# Aftermarket fence for rigid r4512 table saw



## trevarthan

I bought an r4512 yesterday. I want a Grizzly g0623x sliding table saw, but I don't have the cash for it at the moment and I have a lot of projects to complete, so I figured the r4512 would be a good compromise until I can justify a better saw. The r4512 gets good reviews and seems to be light years from my current table saw (crappy harbor freight bench top saw I bought before I knew what I was doing). No saw stop tech or slider, so I'll just have to be careful. DC and built-in locking casters are really nice on a $500 saw though.

Anyway, I hear the fence isn't too great. I plan to do some production work, so I'll want reproducibility and accuracy. I'll use the stock fence until I start really hitting it's limitations (no clue if that will be an hour or a year at this point - still assembling the saw), but I'm thinking about my upgrade path.

I see a lot of recommendations for Delta T2 fences with this saw, so I know that works. I see them for sale for between $180 and $250, depending on vendor/features.

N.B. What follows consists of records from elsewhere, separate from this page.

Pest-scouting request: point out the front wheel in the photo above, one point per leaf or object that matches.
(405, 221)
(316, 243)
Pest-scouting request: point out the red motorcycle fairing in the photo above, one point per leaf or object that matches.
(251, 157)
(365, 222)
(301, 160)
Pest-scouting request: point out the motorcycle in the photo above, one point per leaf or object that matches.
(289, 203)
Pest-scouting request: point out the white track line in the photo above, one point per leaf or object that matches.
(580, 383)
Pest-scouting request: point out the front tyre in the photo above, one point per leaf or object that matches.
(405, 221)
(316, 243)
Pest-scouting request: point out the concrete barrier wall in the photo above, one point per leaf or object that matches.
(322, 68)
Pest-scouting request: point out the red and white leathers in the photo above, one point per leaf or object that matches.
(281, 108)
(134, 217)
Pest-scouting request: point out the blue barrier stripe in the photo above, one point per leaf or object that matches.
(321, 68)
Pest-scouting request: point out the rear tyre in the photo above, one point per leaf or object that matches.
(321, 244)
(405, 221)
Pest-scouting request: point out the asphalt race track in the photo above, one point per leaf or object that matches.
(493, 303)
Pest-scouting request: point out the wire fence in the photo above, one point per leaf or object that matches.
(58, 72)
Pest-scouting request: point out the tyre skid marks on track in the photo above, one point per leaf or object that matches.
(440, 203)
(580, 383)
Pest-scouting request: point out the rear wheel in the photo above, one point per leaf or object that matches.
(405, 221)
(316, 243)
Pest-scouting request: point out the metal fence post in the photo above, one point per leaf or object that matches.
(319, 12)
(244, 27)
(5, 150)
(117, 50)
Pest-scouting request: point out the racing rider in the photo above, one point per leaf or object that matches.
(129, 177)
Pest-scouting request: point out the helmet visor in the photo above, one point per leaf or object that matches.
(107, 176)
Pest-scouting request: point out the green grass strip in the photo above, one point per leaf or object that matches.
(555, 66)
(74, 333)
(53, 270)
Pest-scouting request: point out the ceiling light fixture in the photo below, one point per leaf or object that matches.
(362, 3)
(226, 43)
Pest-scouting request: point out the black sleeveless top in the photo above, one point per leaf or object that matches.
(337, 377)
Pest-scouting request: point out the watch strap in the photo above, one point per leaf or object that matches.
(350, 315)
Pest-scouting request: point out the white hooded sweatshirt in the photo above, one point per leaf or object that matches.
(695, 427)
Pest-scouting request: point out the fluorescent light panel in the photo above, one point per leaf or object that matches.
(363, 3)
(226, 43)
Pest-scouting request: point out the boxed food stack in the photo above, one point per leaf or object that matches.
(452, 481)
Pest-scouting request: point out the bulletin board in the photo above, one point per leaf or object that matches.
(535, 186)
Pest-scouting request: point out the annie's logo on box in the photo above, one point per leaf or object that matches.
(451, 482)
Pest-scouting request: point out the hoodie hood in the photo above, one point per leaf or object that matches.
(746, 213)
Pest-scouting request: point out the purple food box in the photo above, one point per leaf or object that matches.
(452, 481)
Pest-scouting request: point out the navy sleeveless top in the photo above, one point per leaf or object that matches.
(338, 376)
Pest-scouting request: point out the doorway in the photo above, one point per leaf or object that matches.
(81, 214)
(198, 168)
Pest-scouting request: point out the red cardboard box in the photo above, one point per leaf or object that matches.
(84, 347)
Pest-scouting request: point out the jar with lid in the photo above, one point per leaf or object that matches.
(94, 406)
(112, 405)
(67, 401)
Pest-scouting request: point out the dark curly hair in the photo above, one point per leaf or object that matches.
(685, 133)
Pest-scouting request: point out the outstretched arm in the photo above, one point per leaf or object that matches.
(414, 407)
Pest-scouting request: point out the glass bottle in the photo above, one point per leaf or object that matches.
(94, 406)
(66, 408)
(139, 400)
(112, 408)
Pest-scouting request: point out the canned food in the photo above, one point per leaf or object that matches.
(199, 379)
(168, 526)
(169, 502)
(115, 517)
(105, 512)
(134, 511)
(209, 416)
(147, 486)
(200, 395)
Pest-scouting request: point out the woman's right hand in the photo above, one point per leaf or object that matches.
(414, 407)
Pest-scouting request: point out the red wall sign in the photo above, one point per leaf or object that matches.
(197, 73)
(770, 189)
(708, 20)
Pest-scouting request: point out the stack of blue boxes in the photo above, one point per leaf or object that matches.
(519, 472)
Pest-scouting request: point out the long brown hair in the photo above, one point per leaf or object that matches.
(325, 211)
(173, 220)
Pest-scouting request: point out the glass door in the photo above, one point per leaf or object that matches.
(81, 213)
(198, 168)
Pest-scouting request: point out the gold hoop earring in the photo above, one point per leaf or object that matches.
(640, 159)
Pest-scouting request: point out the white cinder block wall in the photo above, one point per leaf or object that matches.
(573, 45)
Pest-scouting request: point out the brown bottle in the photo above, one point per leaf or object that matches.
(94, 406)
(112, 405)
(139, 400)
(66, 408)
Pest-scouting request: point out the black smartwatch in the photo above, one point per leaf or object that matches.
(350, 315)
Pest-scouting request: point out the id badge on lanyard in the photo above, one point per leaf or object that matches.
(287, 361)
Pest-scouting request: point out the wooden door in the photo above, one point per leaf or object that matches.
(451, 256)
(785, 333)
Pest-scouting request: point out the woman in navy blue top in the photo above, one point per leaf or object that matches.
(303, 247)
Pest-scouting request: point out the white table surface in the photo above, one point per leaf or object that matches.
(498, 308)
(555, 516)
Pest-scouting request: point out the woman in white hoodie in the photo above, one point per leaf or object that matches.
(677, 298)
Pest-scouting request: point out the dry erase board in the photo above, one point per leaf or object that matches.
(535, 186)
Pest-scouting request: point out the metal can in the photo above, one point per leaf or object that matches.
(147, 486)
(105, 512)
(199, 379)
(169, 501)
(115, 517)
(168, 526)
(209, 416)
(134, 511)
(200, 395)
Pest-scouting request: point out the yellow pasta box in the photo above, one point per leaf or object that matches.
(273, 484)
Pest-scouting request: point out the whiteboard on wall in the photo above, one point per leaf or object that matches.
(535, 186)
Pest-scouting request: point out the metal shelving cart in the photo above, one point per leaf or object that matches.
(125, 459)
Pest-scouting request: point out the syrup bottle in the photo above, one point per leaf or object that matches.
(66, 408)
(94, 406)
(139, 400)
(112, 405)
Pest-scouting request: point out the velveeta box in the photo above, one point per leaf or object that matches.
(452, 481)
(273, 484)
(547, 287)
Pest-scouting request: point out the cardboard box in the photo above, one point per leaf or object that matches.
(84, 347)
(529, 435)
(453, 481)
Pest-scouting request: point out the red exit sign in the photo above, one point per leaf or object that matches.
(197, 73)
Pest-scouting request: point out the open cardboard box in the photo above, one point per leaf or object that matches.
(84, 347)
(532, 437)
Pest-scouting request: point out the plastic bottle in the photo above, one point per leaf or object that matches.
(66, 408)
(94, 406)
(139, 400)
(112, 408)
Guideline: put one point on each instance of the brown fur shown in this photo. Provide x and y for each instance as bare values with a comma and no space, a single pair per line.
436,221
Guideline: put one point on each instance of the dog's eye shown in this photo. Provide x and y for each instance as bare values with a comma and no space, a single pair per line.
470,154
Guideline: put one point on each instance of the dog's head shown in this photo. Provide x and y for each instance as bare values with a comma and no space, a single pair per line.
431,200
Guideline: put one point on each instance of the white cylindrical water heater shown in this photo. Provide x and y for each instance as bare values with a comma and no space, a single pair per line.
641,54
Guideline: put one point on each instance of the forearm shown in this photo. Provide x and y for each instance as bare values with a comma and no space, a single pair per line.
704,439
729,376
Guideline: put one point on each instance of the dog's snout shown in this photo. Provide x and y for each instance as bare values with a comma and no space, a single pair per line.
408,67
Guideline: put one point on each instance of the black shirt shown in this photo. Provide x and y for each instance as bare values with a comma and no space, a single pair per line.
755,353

I also see Biesemeyer fences for sale, and I know they're good, at least the commercial models. Amazon has one for $469 at the moment. Honestly, that's almost exactly what I paid for my saw. I'm reluctant to spend that kind of money unless I need to. It might be a good choice if I need pro cabinet saw precision, however.

Really, I've always been interested in the Unifence. I see it on a lot of sliders and I like the features. For example, you can slide the fence out to the middle of the blade and use it for repeatable cross cuts. Again, I'm going to be doing some production work, so this appeals to me. However, I can't find a unifence for sale as an aftermarket fence system. Does anyone know where I can get one?

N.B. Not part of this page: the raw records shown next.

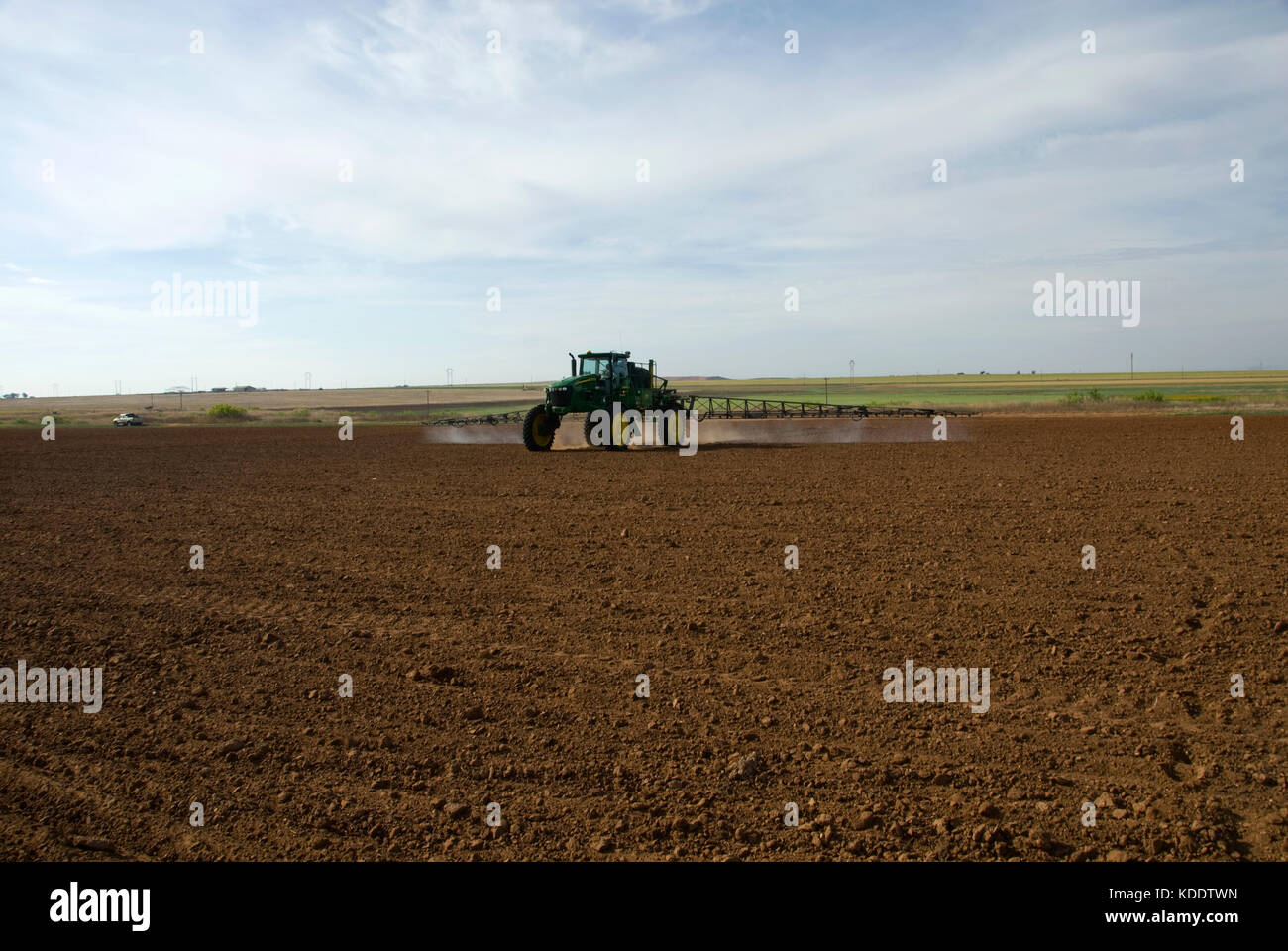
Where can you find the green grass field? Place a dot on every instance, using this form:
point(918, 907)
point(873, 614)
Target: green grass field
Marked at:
point(1266, 390)
point(1192, 393)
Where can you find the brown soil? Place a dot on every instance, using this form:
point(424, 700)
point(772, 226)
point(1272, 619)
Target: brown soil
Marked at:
point(473, 686)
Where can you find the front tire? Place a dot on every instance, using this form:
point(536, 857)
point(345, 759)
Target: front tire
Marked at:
point(539, 429)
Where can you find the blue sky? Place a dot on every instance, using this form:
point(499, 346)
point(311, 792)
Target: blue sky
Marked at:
point(518, 170)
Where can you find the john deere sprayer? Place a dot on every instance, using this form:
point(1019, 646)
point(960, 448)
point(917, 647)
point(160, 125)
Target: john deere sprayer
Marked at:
point(600, 380)
point(597, 381)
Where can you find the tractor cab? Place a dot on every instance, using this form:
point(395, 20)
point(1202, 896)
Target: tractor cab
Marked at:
point(612, 367)
point(604, 380)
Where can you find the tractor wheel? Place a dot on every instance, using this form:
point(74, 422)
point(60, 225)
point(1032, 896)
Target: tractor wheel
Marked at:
point(539, 429)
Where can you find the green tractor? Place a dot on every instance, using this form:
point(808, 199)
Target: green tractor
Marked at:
point(601, 380)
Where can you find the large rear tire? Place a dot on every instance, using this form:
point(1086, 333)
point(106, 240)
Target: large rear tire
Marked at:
point(539, 429)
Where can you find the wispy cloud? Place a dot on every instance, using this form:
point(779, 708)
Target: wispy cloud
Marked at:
point(378, 169)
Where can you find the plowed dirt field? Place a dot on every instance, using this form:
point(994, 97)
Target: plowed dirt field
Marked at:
point(369, 560)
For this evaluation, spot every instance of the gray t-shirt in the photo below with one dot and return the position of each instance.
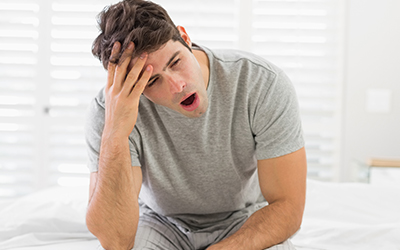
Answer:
(206, 168)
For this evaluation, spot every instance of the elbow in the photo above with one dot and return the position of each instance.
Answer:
(109, 237)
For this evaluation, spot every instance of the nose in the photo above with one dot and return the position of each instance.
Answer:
(176, 85)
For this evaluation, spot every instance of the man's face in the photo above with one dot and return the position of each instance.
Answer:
(177, 81)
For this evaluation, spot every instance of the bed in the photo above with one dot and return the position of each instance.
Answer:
(338, 216)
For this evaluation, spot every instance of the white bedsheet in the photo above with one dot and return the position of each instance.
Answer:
(338, 216)
(341, 216)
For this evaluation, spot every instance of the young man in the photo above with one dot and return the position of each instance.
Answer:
(190, 148)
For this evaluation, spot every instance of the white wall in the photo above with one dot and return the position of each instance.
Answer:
(372, 62)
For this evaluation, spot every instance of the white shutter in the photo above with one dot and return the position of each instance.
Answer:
(75, 78)
(208, 22)
(304, 38)
(48, 76)
(19, 23)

I'm all ears for any recommendations. Thanks.


----------



## ryan50hrl

Woodworkers depot in Green Bay Wisconsin had a new unifence on their shelf last week....

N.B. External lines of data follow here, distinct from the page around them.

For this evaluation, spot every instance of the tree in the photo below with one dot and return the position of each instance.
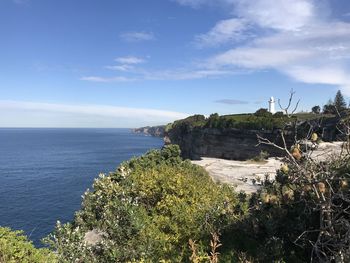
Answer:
(316, 109)
(262, 113)
(329, 108)
(339, 101)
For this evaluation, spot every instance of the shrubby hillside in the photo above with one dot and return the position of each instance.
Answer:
(15, 247)
(148, 210)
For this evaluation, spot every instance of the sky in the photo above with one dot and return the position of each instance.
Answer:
(131, 63)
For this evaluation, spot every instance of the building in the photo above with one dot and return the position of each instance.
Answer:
(272, 105)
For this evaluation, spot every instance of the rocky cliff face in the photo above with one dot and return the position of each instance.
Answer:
(157, 131)
(233, 144)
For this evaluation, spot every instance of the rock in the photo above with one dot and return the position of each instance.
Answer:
(156, 131)
(93, 237)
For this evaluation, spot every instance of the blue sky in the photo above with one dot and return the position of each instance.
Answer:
(129, 63)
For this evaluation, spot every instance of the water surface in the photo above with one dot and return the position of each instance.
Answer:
(44, 172)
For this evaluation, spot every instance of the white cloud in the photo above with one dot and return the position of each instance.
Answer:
(280, 15)
(137, 36)
(259, 57)
(37, 114)
(225, 31)
(106, 80)
(120, 67)
(130, 60)
(295, 37)
(19, 2)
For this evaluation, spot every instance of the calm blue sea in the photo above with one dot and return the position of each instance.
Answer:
(44, 172)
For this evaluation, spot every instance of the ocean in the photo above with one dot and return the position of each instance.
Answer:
(44, 172)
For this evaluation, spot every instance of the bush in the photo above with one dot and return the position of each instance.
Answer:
(15, 247)
(148, 209)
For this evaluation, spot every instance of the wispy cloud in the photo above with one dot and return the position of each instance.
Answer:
(130, 60)
(120, 67)
(137, 36)
(19, 2)
(107, 79)
(225, 31)
(232, 102)
(80, 115)
(295, 37)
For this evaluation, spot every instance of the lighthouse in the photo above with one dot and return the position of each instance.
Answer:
(272, 105)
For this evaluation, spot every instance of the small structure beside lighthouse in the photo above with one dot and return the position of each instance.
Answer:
(272, 105)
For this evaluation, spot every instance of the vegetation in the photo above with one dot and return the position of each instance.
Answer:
(160, 208)
(316, 109)
(261, 120)
(149, 210)
(15, 247)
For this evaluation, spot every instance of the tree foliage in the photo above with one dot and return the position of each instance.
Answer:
(148, 209)
(339, 101)
(316, 109)
(15, 247)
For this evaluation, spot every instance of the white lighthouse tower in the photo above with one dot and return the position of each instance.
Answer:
(272, 105)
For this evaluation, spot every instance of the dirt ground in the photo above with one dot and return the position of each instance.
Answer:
(245, 175)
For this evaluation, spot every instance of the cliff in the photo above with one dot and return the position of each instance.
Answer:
(157, 131)
(232, 144)
(220, 137)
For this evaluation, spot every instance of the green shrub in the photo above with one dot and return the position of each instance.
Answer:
(149, 209)
(15, 247)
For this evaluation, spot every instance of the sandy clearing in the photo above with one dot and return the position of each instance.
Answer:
(243, 173)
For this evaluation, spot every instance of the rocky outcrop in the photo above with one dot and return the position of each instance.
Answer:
(157, 131)
(232, 144)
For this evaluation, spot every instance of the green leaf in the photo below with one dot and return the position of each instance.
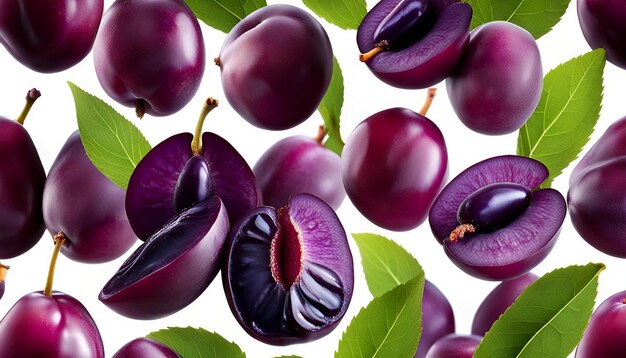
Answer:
(223, 15)
(385, 263)
(197, 343)
(537, 16)
(566, 114)
(346, 14)
(390, 325)
(549, 317)
(330, 109)
(112, 142)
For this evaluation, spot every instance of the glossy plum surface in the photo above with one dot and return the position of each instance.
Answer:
(86, 206)
(424, 56)
(296, 165)
(52, 35)
(276, 66)
(395, 163)
(149, 55)
(288, 272)
(510, 251)
(499, 80)
(56, 326)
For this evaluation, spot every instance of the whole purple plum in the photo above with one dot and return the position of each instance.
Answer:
(276, 66)
(52, 35)
(414, 43)
(493, 220)
(604, 336)
(22, 180)
(149, 55)
(288, 273)
(499, 80)
(498, 300)
(86, 207)
(602, 23)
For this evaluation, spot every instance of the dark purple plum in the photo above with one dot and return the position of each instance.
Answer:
(285, 71)
(604, 335)
(509, 251)
(414, 43)
(173, 266)
(49, 36)
(602, 23)
(87, 207)
(288, 272)
(296, 165)
(498, 300)
(149, 55)
(455, 346)
(22, 180)
(145, 348)
(499, 80)
(175, 171)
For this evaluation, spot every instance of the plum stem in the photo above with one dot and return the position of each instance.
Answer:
(196, 145)
(430, 95)
(381, 46)
(31, 97)
(59, 240)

You likely aren't finding one as they're not made anymore if I recall. 

T2 fences are a great upgrade to your current fence....I agree I wouldn't put the money into a bisermeyer on a 500 dollar saw, unless you intend to keep it when you upgrade your saw some day.


----------



## retfr8flyr

trevarthan said:


> I bought an r4512 yesterday. I want a Grizzly g0623x sliding table saw, but I don't have the cash for it at the moment and I have a lot of projects to complete, so I figured the r4512 would be a good compromise until I can justify a better saw. The r4512 gets good reviews and seems to be light years from my current table saw (crappy harbor freight bench top saw I bought before I knew what I was doing). No saw stop tech or slider, so I'll just have to be careful. DC and built-in locking casters are really nice on a $500 saw though.
> 
> Anyway, I hear the fence isn't too great. I plan to do some production work, so *I'll want reproducibility and accuracy.* I'll use the stock fence until I start really hitting it's limitations (no clue if that will be an hour or a year at this point - still assembling the saw), but I'm thinking about my upgrade path.
> 
> I see a lot of recommendations for Delta T2 fences with this saw, so I know that works. I see them for sale for between $180 and $250, depending on vendor/features.
> 
> I also see Biesemeyer fences for sale, and I know they're good, at least the commercial models. Amazon has one for $469 at the moment. Honestly, that's almost exactly what I paid for my saw. I'm reluctant to spend that kind of money unless I need to. It might be a good choice if I need pro cabinet saw precision, however.
> 
> Really, I've always been interested in the Unifence. I see it on a lot of sliders and I like the features. For example, you can slide the fence out to the middle of the blade and use it for repeatable cross cuts. Again, I'm going to be doing some production work, so this appeals to me. However, I can't find a unifence for sale as an aftermarket fence system. Does anyone know where I can get one?
> 
> I'm all ears for any recommendations. Thanks.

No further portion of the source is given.